En visite en Turquie, François Hollande interviendra-t-il auprès des autorités du pays ?
François Hollande est en visite officielle en Turquie. L’honorerait d’obtenir que cesse l’acharnement dont Pinar Selek fait l’objet de la part de l’État turc. Revenons sur cette chronologie judiciaire proprement kafkaïenne.
C’est en juillet 1998, à la sortie d’un atelier artistique qu’elle anime pour les enfants des rues d’Istanbul, que Pinar Selek est arrêtée. Elle a vingt-sept ans, elle est sociologue, féministe, militante de toutes les minorités et contre toutes les exclusions. La police veut les noms des personnes qu’elle a interviewées dans le cadre d’une recherche qu’elle mène sur le mouvement kurde. Des noms, contre sa libération.

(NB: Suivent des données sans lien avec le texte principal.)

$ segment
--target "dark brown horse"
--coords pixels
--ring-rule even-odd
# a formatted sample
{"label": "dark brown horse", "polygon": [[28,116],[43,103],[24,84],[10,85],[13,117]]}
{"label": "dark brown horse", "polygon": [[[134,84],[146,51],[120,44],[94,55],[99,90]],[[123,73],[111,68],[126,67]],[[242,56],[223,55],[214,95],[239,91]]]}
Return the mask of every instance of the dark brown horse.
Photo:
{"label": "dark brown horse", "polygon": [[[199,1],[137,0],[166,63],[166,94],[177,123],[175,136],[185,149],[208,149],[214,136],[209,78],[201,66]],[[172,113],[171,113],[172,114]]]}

Pinar Selek refuse ce chantage, en militante, en sociologue. C’est alors l’enchaînement : torture, prison… et inculpation monstrueuse. Le 9 juillet 1998, une explosion avait fait sept morts au marché aux épices : elle est accusée d’y avoir placé une bombe sur la foi d’aveux, obtenus sous la torture, de son soi-disant complice. Il se rétractera un peu plus tard et les expertises montreront très vite que l’explosion est accidentelle (une bouteille de gaz) : elle restera pourtant en prison deux ans et demi avant d’être renvoyée devant le tribunal l’année suivante.
En 2006, c’est l’acquittement, au terme de huit années d’épreuves : torture, prison, accusation de crime et verdict… après cinq ans de procès. Huit longues années d’épreuves dont nul ne peut sortir indemne. Le calvaire ne fait pourtant que commencer. Le procureur, au nom de l’État, fait appel de la décision d’acquittement. Nouveau procès d’assises en 2008 : nouvel acquittement, immédiatement remis en cause par la Cour de cassation.
Pinar Selek quitte alors la Turquie, répondant à l’invitation du Pen Club allemand. Le tribunal devant lequel l’affaire est renvoyée en 2011 l’acquitte à nouveau mais ce verdict d’acquittement est de nouveau cassé. Le quatrième procès, devant le même tribunal (dont la composition a été opportunément remaniée), sans autres éléments que les accusations infondées de crime terroriste, permettra à l’État turc d’obtenir enfin la condamnation de Pinar Selek. Une condamnation à perpétuité !
La France a accordé dans la foulée l’asile politique à Pinar Selek, qui y vit depuis 2011 et y termine sa thèse. Une protection juridique qui ne met pas fin à l’épreuve. Épreuve de l’innocence déniée. Épreuve de l’exil. Épreuve de l’impossibilité du retour en Turquie mais désormais aussi de l’impossibilité de sortie du territoire français.
Les autorités turques n’en ont pourtant pas fini avec Pinar Selek, elles qui ont engagé, fin décembre 2013, une procédure pour obtenir son extradition. Une procédure qui n’a, heureusement, pas de chance d’aboutir mais qui permet au chef de gouvernement turc, Recep Tayyip Erdogan, empêtré dans des affaires de corruption qui touchent ses ministres et ses proches, de détourner l’attention et de tenter de remobiliser l’opinion en dénonçant à la fois le complot extérieur et l’ennemi intérieur.
Pinar Selek est la figure honnie à la fois des ultranationalistes, présents dans l’appareil d’État, et des islamistes (que l’on ne peut plus qualifier de modérés) au pouvoir : c’est là l’explication de l’acharnement judiciaire et politique dont elle est victime depuis 1998.
Elle sera toujours pour eux coupable. Coupable d’être turque et de soutenir la revendication kurde. Coupable d’être une femme et une féministe. Coupable d’être hétérosexuelle et de se mobiliser pour la défense des droits des minorités sexuelles, gays, lesbiennes, travestis, transsexuels. Coupable d’être une sociologue, analyste des conservatismes de la société turque (son travail sur l’armée est remarquable), et une militante, engagée dans ces luttes sociales et environnementales qui se développent en Turquie, comme l’a montré la mobilisation, en juin dernier, de la place Taksim à Istanbul. Un mouvement large et pluriel, qui s’est étendu à toute la Turquie et a fait vaciller les forces conservatrices turques. Les autorités y ont répondu par la répression.
Cette répression-là et l’acharnement dont fait l’objet Pinar Selek sont bien intrinsèquement liés.